Chapnews – Ekonomi – Menteri Keuangan (Menkeu), Purbaya Yudhi Sadewa, menginstruksikan pengerahan penuh seluruh kapabilitas Special Mission Vehicle (SMV) di bawah Kementerian Keuangan, termasuk Lembaga Pengelola Dana Pendidikan (LPDP), untuk mengakselerasi restorasi ekosistem laut dan pemulihan ekonomi masyarakat yang menjadi korban tumpahan minyak Montara di Laut Timor sejak tahun 2009. Penegasan tersebut disampaikan Purbaya saat melakukan kunjungan kerja strategis ke Provinsi Nusa Tenggara Timur (NTT) pada Kamis, 6 Agustus 2026.
Kunjungan Menkeu Purbaya ke tengah masyarakat pesisir NTT ini merupakan mandat langsung dari Presiden Prabowo Subianto. Hal ini menjadi manifestasi komitmen kuat pemerintah pusat untuk memenuhi hak-hak fundamental para korban tragedi tumpahan minyak Montara yang telah terbelenggu penderitaan selama lebih dari satu setengah dekade.

Secara spesifik, Purbaya meminta LPDP untuk menggelar kajian mendalam terkait kondisi ekosistem maritim di wilayah terdampak. Langkah ilmiah ini krusial guna merancang strategi pemulihan lingkungan yang holistik sekaligus mengukuhkan manajemen sumber daya kelautan yang lestari di masa depan.

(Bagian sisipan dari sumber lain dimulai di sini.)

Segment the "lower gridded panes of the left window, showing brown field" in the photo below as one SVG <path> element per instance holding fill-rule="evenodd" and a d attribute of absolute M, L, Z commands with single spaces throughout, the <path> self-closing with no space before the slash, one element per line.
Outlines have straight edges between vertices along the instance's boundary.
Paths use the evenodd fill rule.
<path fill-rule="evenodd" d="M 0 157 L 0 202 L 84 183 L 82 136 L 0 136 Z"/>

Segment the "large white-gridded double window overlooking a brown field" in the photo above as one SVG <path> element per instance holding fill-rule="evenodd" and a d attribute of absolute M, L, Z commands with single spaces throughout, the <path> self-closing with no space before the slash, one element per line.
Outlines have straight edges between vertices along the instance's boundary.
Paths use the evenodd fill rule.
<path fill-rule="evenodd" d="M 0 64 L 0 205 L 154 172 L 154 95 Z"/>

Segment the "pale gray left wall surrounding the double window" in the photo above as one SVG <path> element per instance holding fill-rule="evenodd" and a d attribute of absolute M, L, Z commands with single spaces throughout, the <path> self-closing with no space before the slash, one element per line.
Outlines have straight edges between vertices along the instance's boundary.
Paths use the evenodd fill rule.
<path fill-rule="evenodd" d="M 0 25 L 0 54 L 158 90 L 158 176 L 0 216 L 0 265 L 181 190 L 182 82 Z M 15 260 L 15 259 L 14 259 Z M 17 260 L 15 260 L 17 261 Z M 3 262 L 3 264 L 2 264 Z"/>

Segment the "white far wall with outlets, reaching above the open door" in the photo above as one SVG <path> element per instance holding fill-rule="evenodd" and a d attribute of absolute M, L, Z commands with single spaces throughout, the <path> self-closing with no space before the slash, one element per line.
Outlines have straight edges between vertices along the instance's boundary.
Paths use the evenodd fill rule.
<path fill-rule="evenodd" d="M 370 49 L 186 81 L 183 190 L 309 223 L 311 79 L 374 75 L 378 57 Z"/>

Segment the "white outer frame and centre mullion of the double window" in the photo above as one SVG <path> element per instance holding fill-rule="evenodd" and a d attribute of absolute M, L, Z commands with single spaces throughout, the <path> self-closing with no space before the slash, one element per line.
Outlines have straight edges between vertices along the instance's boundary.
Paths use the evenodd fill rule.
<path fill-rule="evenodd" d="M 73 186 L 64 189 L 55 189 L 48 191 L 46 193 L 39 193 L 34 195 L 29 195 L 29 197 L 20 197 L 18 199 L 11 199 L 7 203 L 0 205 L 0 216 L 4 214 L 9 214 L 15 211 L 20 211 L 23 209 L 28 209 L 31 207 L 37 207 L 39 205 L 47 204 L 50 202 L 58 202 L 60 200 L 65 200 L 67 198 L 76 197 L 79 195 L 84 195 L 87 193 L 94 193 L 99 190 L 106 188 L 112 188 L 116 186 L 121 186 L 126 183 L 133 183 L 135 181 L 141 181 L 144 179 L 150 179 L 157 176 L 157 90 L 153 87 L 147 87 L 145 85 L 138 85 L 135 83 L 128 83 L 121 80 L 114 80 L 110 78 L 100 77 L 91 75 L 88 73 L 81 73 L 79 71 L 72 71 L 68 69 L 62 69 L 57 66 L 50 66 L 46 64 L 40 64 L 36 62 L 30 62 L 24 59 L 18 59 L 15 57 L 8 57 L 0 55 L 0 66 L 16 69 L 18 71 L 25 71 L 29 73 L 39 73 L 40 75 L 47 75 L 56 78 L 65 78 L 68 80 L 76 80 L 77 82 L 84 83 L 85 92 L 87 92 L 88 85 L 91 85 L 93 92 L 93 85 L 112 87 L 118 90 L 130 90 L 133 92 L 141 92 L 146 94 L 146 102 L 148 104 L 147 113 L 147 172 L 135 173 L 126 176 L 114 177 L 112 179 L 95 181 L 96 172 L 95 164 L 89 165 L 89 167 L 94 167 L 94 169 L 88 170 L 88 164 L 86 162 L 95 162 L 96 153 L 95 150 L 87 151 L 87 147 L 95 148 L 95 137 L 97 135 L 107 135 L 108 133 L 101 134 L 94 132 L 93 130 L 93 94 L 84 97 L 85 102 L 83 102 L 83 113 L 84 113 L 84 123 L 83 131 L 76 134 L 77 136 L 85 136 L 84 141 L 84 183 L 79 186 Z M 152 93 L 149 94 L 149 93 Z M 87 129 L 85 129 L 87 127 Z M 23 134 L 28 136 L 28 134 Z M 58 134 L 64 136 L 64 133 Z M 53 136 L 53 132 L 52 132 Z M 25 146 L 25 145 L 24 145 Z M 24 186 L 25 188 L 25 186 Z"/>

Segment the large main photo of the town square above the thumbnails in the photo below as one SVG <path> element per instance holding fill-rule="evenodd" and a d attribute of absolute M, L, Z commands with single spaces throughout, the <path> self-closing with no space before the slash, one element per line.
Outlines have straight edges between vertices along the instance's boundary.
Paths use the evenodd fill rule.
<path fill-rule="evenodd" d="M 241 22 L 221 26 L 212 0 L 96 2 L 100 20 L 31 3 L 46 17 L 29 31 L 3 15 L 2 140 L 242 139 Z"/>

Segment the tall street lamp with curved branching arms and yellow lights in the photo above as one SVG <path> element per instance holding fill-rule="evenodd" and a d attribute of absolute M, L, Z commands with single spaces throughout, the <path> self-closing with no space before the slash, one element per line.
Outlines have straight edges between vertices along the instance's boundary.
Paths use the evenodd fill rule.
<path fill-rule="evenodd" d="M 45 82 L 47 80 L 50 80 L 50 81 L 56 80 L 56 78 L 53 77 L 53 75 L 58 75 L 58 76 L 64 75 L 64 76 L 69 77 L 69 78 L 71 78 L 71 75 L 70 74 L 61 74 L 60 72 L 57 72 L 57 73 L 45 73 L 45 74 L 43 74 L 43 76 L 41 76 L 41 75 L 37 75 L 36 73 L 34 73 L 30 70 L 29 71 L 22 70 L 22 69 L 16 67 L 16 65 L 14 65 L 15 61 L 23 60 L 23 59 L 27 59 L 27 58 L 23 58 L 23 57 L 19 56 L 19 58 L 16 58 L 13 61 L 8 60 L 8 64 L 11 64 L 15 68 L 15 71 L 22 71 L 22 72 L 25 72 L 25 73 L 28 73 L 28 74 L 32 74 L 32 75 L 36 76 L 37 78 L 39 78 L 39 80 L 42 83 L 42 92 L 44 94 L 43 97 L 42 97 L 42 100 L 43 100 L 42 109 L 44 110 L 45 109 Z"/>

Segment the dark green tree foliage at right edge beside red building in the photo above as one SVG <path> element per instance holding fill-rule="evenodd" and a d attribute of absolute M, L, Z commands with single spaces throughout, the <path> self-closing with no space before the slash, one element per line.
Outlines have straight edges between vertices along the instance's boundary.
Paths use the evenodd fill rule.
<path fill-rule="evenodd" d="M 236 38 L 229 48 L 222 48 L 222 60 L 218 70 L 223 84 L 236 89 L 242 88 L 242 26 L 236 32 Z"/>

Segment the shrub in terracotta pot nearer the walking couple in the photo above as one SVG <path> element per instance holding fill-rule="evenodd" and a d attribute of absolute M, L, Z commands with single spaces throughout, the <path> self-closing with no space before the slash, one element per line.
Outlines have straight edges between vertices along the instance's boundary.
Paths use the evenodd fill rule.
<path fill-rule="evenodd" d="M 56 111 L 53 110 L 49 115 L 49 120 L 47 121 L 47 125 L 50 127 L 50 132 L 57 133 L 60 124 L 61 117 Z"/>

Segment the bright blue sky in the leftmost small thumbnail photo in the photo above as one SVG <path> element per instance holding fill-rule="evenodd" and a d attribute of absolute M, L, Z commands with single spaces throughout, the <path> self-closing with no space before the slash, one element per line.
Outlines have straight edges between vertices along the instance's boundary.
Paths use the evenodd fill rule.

"Nanti kita akan membuat riset di sini, bagaimana caranya menghidupkan kembali potensi ekosistem ikan di perairan ini. LPDP, ya, yang akan menggarapnya," ujar Purbaya. Ia menambahkan, "Ini adalah bentuk riset yang benar-benar relevan, tepat guna, dan memiliki dampak langsung bagi masyarakat."
Inisiatif ini diharapkan dapat membawa angin segar dan harapan baru bagi ribuan warga NTT yang telah lama menanti keadilan serta upaya konkret dalam memulihkan lingkungan dan mata pencarian mereka yang terdampak parah oleh bencana Montara.